Rivaldo (on De Jong): "It is being shown that near the area it seems that he is capable of playing better as an offensive midfielder and that he can even play a role similar to what Messi does when the Argentine is away. This is great news for Koeman." pic.twitter.com/r8aIrdMWSg— Barça Universal (@BarcaUniversal) January 15, 2021
Griezmann and Braithwaite are probably the hardest done by these metrics. However, their energy, work rate and volume of runs they can provide off the ball is noticeable when watching them play, and invaluable for Barcelona.
There is no perfect way to quantify how hard a player works in-game, especially with these limited statistics. What this attempted to do, though, is focus on effort in terms moving to a variety of areas, being as involved in the match as possible, and doing so in different ways.
While not perfect, this methodology was successful in identifying some of the busiest players in the side. It should serve as a reminder of the value these players, like Pedri or de Jong, can offer beyond even their brilliant technical ability.

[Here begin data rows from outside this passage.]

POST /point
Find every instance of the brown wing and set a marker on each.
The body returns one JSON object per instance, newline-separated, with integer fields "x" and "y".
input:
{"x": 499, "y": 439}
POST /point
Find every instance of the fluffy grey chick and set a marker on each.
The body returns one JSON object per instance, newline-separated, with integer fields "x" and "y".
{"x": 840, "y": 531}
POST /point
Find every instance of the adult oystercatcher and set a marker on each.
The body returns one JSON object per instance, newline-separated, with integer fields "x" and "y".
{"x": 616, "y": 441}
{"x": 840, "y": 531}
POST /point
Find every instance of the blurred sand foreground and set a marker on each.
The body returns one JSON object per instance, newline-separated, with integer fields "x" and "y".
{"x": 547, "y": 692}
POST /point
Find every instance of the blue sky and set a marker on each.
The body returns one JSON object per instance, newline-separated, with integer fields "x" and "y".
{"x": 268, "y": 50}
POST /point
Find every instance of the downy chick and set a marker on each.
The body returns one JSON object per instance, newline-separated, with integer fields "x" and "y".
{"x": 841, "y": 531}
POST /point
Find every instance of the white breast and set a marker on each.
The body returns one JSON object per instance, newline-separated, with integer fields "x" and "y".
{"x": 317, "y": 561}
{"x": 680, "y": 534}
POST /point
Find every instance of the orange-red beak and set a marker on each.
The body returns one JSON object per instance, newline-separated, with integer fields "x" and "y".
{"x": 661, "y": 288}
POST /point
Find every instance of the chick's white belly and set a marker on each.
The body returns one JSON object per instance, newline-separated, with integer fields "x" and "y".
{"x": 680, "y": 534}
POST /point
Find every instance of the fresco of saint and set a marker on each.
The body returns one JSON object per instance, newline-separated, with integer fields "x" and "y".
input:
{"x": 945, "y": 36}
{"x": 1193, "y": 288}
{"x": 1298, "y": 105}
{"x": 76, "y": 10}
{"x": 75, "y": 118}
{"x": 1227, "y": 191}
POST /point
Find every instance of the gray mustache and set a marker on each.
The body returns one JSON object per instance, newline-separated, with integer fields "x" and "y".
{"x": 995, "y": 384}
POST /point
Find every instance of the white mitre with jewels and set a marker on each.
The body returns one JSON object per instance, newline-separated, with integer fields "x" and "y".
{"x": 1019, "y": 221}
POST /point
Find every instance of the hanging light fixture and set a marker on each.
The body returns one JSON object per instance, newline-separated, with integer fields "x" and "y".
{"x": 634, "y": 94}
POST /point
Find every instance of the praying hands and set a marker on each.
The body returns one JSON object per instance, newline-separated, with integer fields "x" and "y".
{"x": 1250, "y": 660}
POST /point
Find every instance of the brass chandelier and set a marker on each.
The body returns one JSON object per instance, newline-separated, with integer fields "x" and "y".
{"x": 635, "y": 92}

Given that 32-year-old Sergio Busquets and 31-year-old Jordi Alba were also near the top, it is a reminder of the potential replacements the club will be forced to make eventually. How long can these two continue to exert energy at this level? Could younger players be doing even more in those roles? How will Barça fill those holes when they move on? These are questions that need answering.